The key to remember here is that not only is this group added to each host, but by default it is also granted full administrative rights.  As such it is important to limit the AD users who get assigned to the “ESX Admins” group.  Arbitrarily assigning all vSphere admins to the “ESX Admins” group could compromise security.    A few important things to note about the “ESX Admins” group:
  1. The group is not created in active directory by default.  An administrator must manually create the group, but once created by default all users that are members of this group get full admin access to all vSphere hosts added to the domain.
  2. You can disable admin access to the “ESX Admins” group using the “Config.HostAgent.plugins.hostsvc.esxAdminsGroupAutoAdd” setting.
  3. You can change the name of the “ESX Admins” group using the “Config.HostAgent.plugins.hostsvc.esxAdminsGroup” setting.
Summary
Adding your vSphere hosts to Active Directory can simplify user management and help improve security.  It’s relatively easy to add local users to a hosts and to assign them administrative privileges, but if you have a lot of administrators the steps to configure each account will need to be repeated multiple times on each host.
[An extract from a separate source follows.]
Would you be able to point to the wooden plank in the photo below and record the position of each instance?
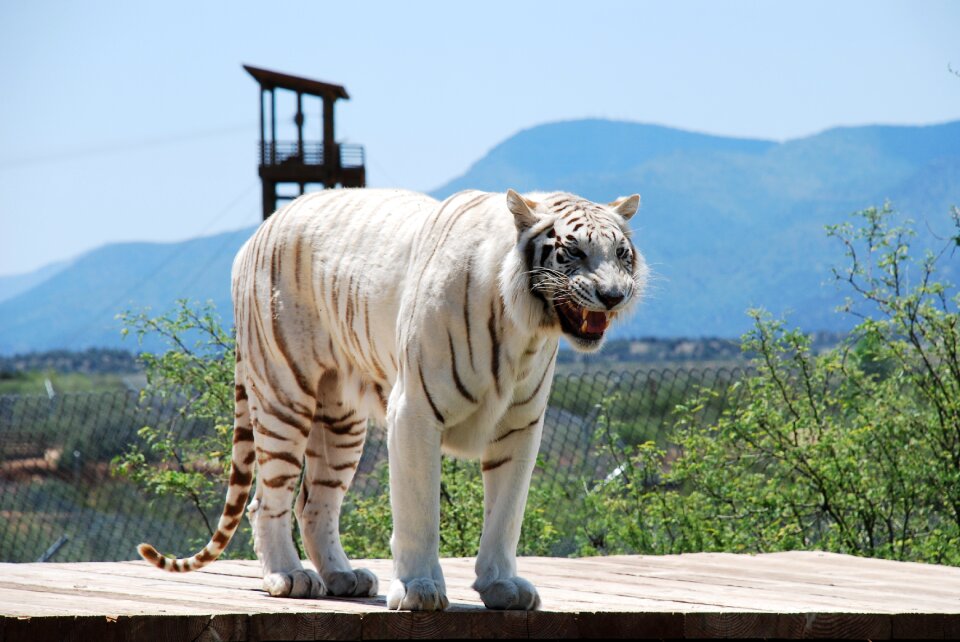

You can simplify the local user configuration by using AD groups.  With groups, rather than repeating the setup for multiple user accounts you only need to configure the group account once on each host.  Once privileges have been assigned to the group you control who has access to the host by adding and removing users to/from the AD group.
VMware provides a default AD group called “ESX Admins” that, if created in AD, will automatically get added to each host when it is added to active directory.   By default the “ESXi Admins” group is assigned full administrative rights to the vSphere host so it’s important to limit the users that are members of this group.  You can change this behavior, as well as change the name of the group using the “Config.HostAgent.plugins.hostsvc.esxAdminsGroupAutoAdd” and “Config.HostAgent.plugins.hostsvc.esxAdminsGroup” settings.